Karantina wilayah sendiri merupakan pembatasan penduduk dalam suatu wilayah termasuk wilayah pintu masuk beserta isinya yang diduga terinfeksi penyakit dan/atau terkontaminasi sedemikian rupa untuk mencegah kemungkinan penyebaran penyakit atau kontaminasi.
Kekosongan Hukum
Jika pemerintah pada akhirnya memilih pendekatan lock down atau karantina wilayah, dalam penanggulangan virus corona, maka tentu ada mekanisme dan implikasi hukum yang akan berlaku sebagai konsekuensi logis dari ditetapkannya karantina wilayah.
Menurut Pasal 10 Undang-Undang Nomor 6 Tahun 2018, kewenangan menetapkan kedaruratan kesehatan masyarakat yang didalamnya termasuk penetapan karantina wilayah berada di tangan pemerintah pusat, di mana ketentuan lebih lanjut mengenai tata cara penetapan dan pencabutan kedaruratan kesehatan masyarakat diatur dengan Peraturan Pemerintah. Sayangnya, Peraturan Pemerintah sebagai aturan pelaksana dari Undang-Undang Nomor 6 Tahun 2018 belum ada, hal ini tentunya menyebabkan kondisi kekosongan hukum yang membuat bekerjanya Undang-Undang Nomor 6 Tahun 2018 tidak dapat berjalan secara efektif.
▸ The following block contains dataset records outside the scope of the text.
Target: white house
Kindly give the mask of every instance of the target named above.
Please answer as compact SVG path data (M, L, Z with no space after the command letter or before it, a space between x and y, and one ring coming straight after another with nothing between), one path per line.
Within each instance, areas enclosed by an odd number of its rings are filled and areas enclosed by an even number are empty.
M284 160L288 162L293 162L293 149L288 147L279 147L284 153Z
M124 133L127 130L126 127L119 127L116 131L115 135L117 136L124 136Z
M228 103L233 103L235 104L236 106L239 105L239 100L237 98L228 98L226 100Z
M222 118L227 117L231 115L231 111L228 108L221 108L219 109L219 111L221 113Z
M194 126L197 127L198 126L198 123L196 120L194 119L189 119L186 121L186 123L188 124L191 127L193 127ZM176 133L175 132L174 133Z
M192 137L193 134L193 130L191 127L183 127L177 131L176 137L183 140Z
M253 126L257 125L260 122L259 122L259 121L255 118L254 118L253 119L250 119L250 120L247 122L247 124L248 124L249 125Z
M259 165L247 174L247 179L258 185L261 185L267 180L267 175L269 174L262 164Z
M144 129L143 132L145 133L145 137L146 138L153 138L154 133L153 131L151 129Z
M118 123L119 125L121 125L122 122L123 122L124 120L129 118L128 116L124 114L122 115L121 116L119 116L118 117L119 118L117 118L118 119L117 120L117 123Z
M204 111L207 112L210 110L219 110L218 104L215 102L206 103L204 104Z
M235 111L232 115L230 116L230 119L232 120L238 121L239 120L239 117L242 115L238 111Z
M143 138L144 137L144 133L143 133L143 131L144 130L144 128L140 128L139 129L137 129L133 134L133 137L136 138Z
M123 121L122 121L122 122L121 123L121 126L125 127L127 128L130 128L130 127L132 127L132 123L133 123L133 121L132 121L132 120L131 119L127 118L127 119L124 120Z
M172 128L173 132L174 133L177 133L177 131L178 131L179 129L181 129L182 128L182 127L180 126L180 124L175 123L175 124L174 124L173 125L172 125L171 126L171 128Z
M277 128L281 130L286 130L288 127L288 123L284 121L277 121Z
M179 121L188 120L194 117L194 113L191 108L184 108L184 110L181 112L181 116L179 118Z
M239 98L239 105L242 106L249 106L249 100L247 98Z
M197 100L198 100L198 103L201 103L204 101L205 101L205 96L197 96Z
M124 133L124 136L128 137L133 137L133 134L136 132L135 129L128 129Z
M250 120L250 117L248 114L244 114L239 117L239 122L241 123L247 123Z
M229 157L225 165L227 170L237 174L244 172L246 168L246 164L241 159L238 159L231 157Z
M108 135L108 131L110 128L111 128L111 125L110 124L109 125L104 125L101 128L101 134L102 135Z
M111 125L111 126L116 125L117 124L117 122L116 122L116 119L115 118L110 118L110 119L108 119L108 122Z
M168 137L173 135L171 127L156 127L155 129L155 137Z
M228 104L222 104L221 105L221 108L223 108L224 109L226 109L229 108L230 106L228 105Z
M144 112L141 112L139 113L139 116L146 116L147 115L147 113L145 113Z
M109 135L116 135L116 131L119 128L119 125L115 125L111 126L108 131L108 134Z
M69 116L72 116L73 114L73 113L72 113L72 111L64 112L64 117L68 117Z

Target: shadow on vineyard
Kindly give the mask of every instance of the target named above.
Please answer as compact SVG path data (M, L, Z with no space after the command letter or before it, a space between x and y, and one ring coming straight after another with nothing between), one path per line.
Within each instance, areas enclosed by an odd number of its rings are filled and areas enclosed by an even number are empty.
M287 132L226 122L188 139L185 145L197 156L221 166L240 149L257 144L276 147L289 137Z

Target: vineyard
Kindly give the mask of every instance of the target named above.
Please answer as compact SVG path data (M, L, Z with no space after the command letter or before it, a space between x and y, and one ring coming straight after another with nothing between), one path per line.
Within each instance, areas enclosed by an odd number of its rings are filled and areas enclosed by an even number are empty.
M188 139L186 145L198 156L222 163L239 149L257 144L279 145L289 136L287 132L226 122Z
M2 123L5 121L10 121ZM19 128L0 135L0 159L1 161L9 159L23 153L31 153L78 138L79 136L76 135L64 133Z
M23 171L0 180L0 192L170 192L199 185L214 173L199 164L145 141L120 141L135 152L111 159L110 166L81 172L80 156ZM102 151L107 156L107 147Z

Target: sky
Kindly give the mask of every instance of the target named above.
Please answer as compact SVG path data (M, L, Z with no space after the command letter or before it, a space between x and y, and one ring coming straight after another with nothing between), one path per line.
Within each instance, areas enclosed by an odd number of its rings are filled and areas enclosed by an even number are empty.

Singkatnya, tidak adanya aturan pelaksana berupa Peraturan Pemerintah sebagai instrumen yuridis untuk mengatur ketentuan-ketentuan dalam Undang-Undang 6 Tahun 2018 secara lebih konkret membuat beberapa implikasi hukum dalam Undang-Undang Kekarantinaan kesehatan tidak dapat dilaksanakan. Logikanya begini, bagaimana bisa menetapkan kondisi kedaruratan kesehatan masyarakat termasuk didalamnya penetapan karantina wilayah lha wong tata cara penetapan kedaruratan kesehatan masyarakat saja belum ada atau belum diatur. Tidak adanya aturan pelaksana juga membuat sanksi-sanksi yang tertuang dalam Undang-Undang Nomor 6 Tahun 2018 tidak dapat difungsikan.
Solusi
Jika pemerintah ingin menetapkan lock down atau karantina wilayah sebagaimana harapan dan aspirasi dari sebagaian masyarakat, maka ada beberapa yang langkah yang dapat dilakukan untuk mengatasi problematika quo vadis Undang-Undang Kekarantinaan Kesehatan. Perlu dipahami, Undang-Undang Kekarantinaan Kesehatan secara entitas memang ada dan berlaku namun tidak dapat dilaksanakan mengingat tidak adanya aturan pelaksana (Peraturan Pemerintah). Berikut solusi yang dapat dilakukan untuk mengatasi kekosongan hukum.
Pertama, menempuh prosedur biasa dengan segera membuat Peraturan Pemerintah sebagaimana amanat Undang-Undang Kekarantiaan Wilayah. Kedua, menggunakan instrumen diskresi dengan memperhatikan kondisi dan syarat sebagaimana ditentukan dalam Undang-Undang Administrasi Pemerintaha.
Ketiga, pengeluaran Perppu oleh presiden sebagai instrumen hukum untuk mengatasi situasi kegentingan yang memaksa. Perppu sendiri adalah hak subyektif presiden yang nanti akan diuji obyektivitasnya oleh DPR untuk menjadi Undang-Undang.